The plans also call for 80,000 sq ft of commercial buildings along Socastee Boulevard and a Marina Village along the Intracoastal Waterway.
In the residential area there would be 514 single family and 1,085 multi-family units; totaling 1,599 units. The developer, Mike Wooten of DDC Engineers, agreed the number sounds high, but said during Thursday’s planning commission workshop he does not expect them to reach that density.
“The odds of us attaining that density, like any PUD (Planned Unit Development) anybody in this county has ever done, are somewhere between slim to none,” he said. “You’d have to go mid-rise on those condos to be that density, and we all know there’s no market for that in this part of Myrtle Beach.”
The plans also call for a 25-foot exterior buffer, a 30-foot buffer between the proposed multi-family section and existing homes along Watergate Dr. and a 15-foot internal buffer between “dissimilar uses.” It also includes 55 acres of open space.

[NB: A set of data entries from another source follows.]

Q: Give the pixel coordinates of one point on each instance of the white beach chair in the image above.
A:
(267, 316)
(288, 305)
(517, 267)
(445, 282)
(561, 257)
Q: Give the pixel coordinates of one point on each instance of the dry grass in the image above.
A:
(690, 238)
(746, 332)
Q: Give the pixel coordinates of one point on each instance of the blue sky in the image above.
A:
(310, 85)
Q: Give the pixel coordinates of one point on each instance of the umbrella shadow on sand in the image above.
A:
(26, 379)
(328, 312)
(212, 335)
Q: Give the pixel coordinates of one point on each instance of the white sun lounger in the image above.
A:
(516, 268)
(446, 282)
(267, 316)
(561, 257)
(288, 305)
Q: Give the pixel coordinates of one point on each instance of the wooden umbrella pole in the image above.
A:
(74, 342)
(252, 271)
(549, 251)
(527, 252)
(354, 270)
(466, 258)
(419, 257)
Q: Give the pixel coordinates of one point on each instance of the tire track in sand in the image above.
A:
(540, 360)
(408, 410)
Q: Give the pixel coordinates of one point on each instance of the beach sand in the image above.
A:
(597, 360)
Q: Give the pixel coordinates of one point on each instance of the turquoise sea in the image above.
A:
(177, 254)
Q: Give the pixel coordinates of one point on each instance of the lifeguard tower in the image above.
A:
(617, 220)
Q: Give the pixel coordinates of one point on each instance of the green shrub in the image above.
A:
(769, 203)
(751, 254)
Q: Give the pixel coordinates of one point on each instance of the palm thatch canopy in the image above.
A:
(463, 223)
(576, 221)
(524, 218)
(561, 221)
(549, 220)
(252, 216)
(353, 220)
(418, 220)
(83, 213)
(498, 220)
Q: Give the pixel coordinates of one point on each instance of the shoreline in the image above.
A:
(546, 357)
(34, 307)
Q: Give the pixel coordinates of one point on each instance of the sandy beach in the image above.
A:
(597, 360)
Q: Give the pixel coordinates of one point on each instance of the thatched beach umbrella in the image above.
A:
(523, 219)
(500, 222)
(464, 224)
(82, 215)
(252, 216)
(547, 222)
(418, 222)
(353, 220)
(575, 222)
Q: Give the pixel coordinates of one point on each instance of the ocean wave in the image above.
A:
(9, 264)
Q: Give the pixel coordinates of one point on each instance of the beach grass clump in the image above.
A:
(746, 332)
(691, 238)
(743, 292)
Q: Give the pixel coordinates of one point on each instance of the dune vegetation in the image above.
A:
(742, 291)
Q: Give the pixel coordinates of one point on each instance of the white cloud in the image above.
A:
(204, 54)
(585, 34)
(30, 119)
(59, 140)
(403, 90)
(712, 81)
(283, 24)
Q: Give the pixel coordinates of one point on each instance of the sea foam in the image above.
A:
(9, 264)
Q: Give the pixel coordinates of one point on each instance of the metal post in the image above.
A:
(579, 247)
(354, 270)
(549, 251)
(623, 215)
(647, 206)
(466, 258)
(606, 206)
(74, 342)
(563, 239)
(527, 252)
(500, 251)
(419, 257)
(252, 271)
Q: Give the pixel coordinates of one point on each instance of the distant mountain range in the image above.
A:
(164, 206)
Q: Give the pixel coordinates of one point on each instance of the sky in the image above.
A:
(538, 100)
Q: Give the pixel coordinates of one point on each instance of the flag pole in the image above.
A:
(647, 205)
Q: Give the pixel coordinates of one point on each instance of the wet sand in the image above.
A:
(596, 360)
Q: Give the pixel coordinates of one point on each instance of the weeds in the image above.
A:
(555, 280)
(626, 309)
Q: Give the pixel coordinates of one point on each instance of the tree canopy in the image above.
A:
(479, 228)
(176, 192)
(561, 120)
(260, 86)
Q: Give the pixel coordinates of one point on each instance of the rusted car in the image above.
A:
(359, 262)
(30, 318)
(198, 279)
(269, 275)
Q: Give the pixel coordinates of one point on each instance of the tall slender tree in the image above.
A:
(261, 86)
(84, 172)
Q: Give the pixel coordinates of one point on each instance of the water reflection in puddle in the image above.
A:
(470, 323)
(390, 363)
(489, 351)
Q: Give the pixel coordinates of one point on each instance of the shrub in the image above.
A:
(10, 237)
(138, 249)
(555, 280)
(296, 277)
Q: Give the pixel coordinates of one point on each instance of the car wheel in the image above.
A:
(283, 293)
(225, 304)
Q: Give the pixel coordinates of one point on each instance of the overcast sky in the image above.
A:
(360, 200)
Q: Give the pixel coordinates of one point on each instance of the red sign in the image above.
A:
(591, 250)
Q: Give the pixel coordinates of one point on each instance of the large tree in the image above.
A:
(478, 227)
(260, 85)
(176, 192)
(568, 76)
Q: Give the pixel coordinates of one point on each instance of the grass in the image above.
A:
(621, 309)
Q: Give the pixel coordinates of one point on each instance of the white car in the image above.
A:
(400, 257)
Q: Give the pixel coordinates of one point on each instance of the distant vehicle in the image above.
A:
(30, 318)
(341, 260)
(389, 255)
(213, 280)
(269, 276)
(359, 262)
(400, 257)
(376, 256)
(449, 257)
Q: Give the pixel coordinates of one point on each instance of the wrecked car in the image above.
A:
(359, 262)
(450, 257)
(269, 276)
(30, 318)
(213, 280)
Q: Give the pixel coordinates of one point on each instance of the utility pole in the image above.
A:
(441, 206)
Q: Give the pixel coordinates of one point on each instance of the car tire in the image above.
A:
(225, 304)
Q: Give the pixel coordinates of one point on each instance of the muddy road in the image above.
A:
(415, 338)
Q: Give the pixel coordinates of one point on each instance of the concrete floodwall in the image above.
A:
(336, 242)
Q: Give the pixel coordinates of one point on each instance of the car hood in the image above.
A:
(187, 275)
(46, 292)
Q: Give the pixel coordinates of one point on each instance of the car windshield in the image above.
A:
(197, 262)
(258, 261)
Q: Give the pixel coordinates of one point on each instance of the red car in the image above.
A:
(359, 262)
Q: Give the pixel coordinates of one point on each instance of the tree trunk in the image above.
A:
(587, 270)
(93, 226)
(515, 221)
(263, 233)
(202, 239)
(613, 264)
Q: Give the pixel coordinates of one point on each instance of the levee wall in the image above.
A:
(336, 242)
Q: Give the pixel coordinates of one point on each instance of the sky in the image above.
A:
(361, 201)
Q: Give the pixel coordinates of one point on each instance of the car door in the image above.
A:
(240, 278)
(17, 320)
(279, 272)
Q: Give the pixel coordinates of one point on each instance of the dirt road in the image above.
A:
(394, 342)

“We think it’s a good plan,” Wooten said. “We think it’s the highest and best use of this property. We believe that with the buffers we’ve put in it’ll be a good neighborhood and good neighbors to the surrounding community.”
If you recall last year, original plans included a market-common type district and a 95 acre campground, and those components received a lot of public backlash. They have been scrapped this time around, but the marina village is still an option.
“Our client listened to the neighborhood, and this is what he’s come back with,” Wooten said. “He feels like that this plan will allow him to generate enough income to pay for the significant amount of infrastructure that’s gonna have to go in.”
Wooten and his team have recruited the company Scantec to complete a traffic study and told planning commissioners whatever that study recommends his client will install.
You can voice your opinion on the matter at the planning commission’s regular meeting next Thursday, March 1 at 5:30 p.m.